Intimate Relationships at Scale: Attention, Entrepreneurship, and the 1% Version of You
A conversation about connection, contribution, and building a life that aligns with what matters most.
Show Summary
In this episode, Ben Rodgers sits down with Alex Felman — entrepreneur, investor, educator, and family office advisor based in Riga, Latvia — for a conversation that begins with the psychology of human connection and ends somewhere in the territory of what it actually means to build a life worth living. Alex brings a kind of clarity that comes from wearing several hats at once: part investor, part company builder, part teacher. The roles aren't in tension. They feed each other. That cross-pollination becomes one of the central arguments of the episode — and a useful frame for everything that follows.
The conversation opens on a deceptively simple problem: how do you maintain meaningful relationships with the people who matter most when geography, time, and modern life spread everything thin? What follows is a wide-ranging look at Dunbar's Number, the science of how friendship actually forms, and why parasocial tools — podcasts, newsletters, long-form writing — may be more valuable for sustaining real relationships than most people give them credit for. The second half pivots to entrepreneurship, specifically to Alex's framework for becoming the one percent version of yourself by stacking skills at the intersection of a few things you've gone deep on, rather than chasing singular mastery. His argument that almost everyone should run some form of business — not for the valuation, but as a sandbox for figuring out who they are — is one of the most quietly practical positions in any episode of At Depth so far.
Show Notes & Links
Links
Investment Concepts & Strategies Referenced
Attention Economy – Managing attention as an economically valued component and finite asset.
Due Diligence Process – Using deep investigative analysis as the root for systemic problem-solving and institutional knowledge.
Family Office Management – Strategic framework for multi-generational sustainability and cross-border tech investments.

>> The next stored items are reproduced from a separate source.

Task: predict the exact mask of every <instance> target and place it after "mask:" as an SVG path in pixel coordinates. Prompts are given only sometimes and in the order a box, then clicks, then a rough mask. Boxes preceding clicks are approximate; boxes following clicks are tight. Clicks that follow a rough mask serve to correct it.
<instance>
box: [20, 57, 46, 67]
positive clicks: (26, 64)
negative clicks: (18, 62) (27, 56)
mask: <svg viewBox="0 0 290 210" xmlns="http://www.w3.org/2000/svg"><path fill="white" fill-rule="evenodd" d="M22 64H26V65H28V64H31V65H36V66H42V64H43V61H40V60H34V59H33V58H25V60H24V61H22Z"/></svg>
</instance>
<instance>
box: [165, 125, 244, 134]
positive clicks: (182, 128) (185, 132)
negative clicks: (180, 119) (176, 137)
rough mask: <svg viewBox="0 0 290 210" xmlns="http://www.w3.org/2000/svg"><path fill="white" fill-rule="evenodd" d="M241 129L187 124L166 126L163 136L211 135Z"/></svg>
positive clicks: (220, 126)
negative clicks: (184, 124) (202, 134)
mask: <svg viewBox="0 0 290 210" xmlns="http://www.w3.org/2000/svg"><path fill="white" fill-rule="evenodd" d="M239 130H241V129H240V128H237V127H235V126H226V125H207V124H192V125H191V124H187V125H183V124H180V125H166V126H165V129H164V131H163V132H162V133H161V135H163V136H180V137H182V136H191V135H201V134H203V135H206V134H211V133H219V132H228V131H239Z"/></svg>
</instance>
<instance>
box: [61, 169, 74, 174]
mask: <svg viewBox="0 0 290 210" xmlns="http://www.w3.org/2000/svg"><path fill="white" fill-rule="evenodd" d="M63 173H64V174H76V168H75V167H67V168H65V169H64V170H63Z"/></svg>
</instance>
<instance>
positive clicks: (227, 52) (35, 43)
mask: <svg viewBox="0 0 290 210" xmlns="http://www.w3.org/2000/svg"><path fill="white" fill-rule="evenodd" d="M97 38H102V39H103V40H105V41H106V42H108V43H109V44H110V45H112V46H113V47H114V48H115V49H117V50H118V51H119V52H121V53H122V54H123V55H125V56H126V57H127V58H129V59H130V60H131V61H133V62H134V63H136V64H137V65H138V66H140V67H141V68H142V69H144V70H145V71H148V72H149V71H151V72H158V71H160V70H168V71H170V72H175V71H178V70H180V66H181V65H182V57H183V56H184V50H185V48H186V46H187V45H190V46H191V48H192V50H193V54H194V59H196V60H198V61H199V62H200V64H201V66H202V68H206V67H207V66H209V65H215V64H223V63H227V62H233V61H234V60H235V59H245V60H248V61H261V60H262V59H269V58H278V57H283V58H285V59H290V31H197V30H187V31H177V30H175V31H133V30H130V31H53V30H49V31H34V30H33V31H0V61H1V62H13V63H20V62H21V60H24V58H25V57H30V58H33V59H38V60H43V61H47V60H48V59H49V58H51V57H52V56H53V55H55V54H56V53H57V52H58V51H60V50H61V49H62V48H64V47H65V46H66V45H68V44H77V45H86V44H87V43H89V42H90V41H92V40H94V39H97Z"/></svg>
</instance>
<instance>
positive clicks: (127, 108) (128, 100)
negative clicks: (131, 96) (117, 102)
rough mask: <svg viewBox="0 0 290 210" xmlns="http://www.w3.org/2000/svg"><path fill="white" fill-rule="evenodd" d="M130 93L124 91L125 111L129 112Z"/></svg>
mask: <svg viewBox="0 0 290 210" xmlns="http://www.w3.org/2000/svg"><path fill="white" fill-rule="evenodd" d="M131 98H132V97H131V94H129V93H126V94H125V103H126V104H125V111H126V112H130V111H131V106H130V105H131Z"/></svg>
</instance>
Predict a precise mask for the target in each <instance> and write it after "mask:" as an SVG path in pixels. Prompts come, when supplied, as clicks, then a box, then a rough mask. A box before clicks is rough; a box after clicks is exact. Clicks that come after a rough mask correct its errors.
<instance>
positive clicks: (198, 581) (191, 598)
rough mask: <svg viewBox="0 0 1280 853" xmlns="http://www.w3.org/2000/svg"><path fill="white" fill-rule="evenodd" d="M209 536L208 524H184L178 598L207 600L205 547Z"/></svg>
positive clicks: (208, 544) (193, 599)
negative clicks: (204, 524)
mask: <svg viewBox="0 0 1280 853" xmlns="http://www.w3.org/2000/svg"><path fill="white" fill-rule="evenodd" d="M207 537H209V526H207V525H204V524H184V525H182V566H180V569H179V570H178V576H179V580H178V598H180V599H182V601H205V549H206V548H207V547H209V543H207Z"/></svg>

Organizational Scaling & Coordination – The inflection point where mutual accountability transitions into bureaucratic process.
Solopreneurship / One-Person Consultancy – High-leverage, low-overhead business models designed to alter professional leverage.
Cultural / Conceptual References
Dunbar’s Number – The cognitive limit to the number of stable, meaningful relationships a human being can maintain (typically cited between 140 and 160).
The Richest Man in Babylon by George Clason – Referenced for its foundational philosophy on personal wealth and retention ("A part of all you earn is yours to keep"), cross-applied here to personal attention.
Bayanihan (The Village House-Lifting) – A traditional cultural phenomenon in the Philippines where an entire community of roughly 150 people physically carries a house out of a floodplain, illustrating the collective power of a single tribal unit.
Jeffrey Hall’s Friendship Timeline Research – The quantified hours required to build relational bonds (40–60 hours for a casual friend, 90 hours for a regular friend, and 200 hours for a close friend).